我国の旧憲法は『臣民の権利義務』として君主から恩恵的に与えられたが緊急勅令や非常大権命令によつても直ちに制限せられるような自由権に過ぎない、然るに憲法は敗戦の結果旧憲法時代の国民意識を一掃して人権意識の覚醒を促し憲法は所謂自由権的人権と共に生存権的人権を保障することを掲げ、更にアメリカの司法権優越の憲法思想に裏付けされて旧憲法の基本的人権の保障についての制限である『法律の定むる所に従ひ』『法律の範囲内に於て』『特に憲法第二十八条の如く安寧秩序を妨げず国民の義務に背かない範囲に於て』と言う様に所謂法律の留保を全廃して基本的人権が『侵すことのできない永久の権利』であることを明確に宣言し近代民主主義国家の要件としての基本的人権の地位を確立したのである。

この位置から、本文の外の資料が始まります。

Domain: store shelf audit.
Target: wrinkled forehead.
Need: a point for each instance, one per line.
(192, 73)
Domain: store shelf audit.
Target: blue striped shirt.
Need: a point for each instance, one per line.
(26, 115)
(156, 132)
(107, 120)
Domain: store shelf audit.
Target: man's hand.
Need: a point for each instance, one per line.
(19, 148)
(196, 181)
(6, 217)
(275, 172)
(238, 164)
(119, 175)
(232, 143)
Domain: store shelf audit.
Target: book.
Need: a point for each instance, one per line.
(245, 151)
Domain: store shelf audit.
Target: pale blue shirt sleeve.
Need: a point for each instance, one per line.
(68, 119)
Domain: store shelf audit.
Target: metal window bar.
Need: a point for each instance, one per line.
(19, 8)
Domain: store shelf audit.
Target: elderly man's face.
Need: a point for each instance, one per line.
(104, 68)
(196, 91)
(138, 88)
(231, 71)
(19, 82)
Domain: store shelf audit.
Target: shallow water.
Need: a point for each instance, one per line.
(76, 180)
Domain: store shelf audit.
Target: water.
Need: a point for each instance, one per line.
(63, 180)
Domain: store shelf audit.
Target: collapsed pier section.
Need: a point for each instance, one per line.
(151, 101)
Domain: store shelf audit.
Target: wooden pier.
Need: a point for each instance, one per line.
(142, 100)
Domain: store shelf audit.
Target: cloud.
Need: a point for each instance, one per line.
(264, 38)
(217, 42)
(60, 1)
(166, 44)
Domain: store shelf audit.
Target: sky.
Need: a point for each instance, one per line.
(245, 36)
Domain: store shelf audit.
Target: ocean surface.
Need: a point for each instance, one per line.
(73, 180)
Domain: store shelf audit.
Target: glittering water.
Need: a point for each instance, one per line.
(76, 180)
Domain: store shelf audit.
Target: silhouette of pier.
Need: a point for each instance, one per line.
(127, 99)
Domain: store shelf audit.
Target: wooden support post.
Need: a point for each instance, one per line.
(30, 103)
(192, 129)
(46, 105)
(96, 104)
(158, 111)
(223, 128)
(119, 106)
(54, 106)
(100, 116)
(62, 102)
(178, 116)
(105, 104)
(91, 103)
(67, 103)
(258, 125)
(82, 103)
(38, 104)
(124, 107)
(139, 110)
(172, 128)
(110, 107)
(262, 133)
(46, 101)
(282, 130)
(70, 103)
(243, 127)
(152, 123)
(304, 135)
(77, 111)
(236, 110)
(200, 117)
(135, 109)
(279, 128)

唯憲法第十二条は『この憲法が国民に保障する自由及び権利は国民の不断の努力によつて、これを保持しなければならない。又国民はこれを濫用してはならないのであつて常に公共の福祉のためにこれを利用する責任を負う』と定め憲法第十三条は『すべて国民は個人として尊重される。生命、自由及び幸福追求に対する国民の権利については、公共の福祉に反しない限り立法その他の国政の上で最大の尊重を必要とする』と定め前者は国民の、後者は国の、夫々基本的人権の行使の態度について規定し、基本的人権の指導観念としての公共の福祉につき規定している。右憲法第十二条及び十三条は国民及び国家の基本的人権行使の態度が公共の福祉に副うよう行使せらるべきであるという教訓的規定であり、この規定の存在により前記諸基本的人権が公共の福祉により制限せられるものではない。

それは憲法上の基本的人権が各国に於ける民主政治の長い歴史の過程に於て行政権からの自由、立法権からの自由と強化して来たものであり、且つ我憲法がアメリカ合衆国憲法修正第一条と共に右思想の発展の先端に立つ歴史的所産であることを思えば、我憲法上の基本的人権は正にあらゆる権威から不可侵性の絶対無制限的存在であることを知らねばならぬ。

憲法第十二条及び第十三条は公共の福祉により基本的人権を制限し得るとなすことは、近代民主主義国家が正に国民の基本的人権を保障するためのみに存在するという基本的原則を充分顧慮せずして超越する国家目的、理想を有するとする前代思想的立場に捉われているところに由来するもので或権威の下に甘んじさせんとするものである。憲法の解釈は国の制度についての基本的法の場合は特に単なる文理解釈でなく、その法の有する目的を、歴史的に、思想的に把握し、それに沿つて為さるべきものでなければならない。

原判決は事実の認定と共に法令の解釈を誤まり違法の判決と言わなければならない。

右の理由に依り被告人の行為は犯罪の構成要件を欠き違法有責の行為として処罰に値いしないのみならず、仮りに違法の事実が認めらるるものありとするも法律上違法性を阻却する正当の業務行為をなしたるものであるから犯罪は成立を阻却するものであると主張するものである。

尚原審は第一審判決をし全面的に支持し判示理由を妥当なるものと認定し而も何等特異の見解を示していないのであるが弁護人は本件上告理由に付御理解を仰ぐ上に於て如何に之れを作成するかに付慎重なる考慮を払つたのであるが、結局原審に対する訴訟の趣意書に基いて上告理由を陳述するの止むを得ないことは、頗る遺憾とするところである。然し乍ら弁護人の最も憂うるところのものは本件の判決により一般社会、殊に憲法の保障する信教の自由権に及ぼす影響につき重大なる関心を持たざるを得なかつた。

思うに一得一失は数の免がれないところで第一審並びに原審は誤つた見解に立ち被告人に臨んでいるもので、これは思わざるの甚だしいものと言わざるを得ぬ。

原審裁判所が重大なる誤認と憲法の規定を無視し、被告人に対し、刑罰を加ふるが如きは寧ろ一利を得て百害を加ふるものであり、裁判官各位は素より識者の考慮を要する問題であると信ず。

本件判決は裁判官の意図するものを遙かに超え、社会に及ぼす影響の極めて甚大なるものがあり却つて反対の結果を来たすことを深く考慮すべきものであると信ずる。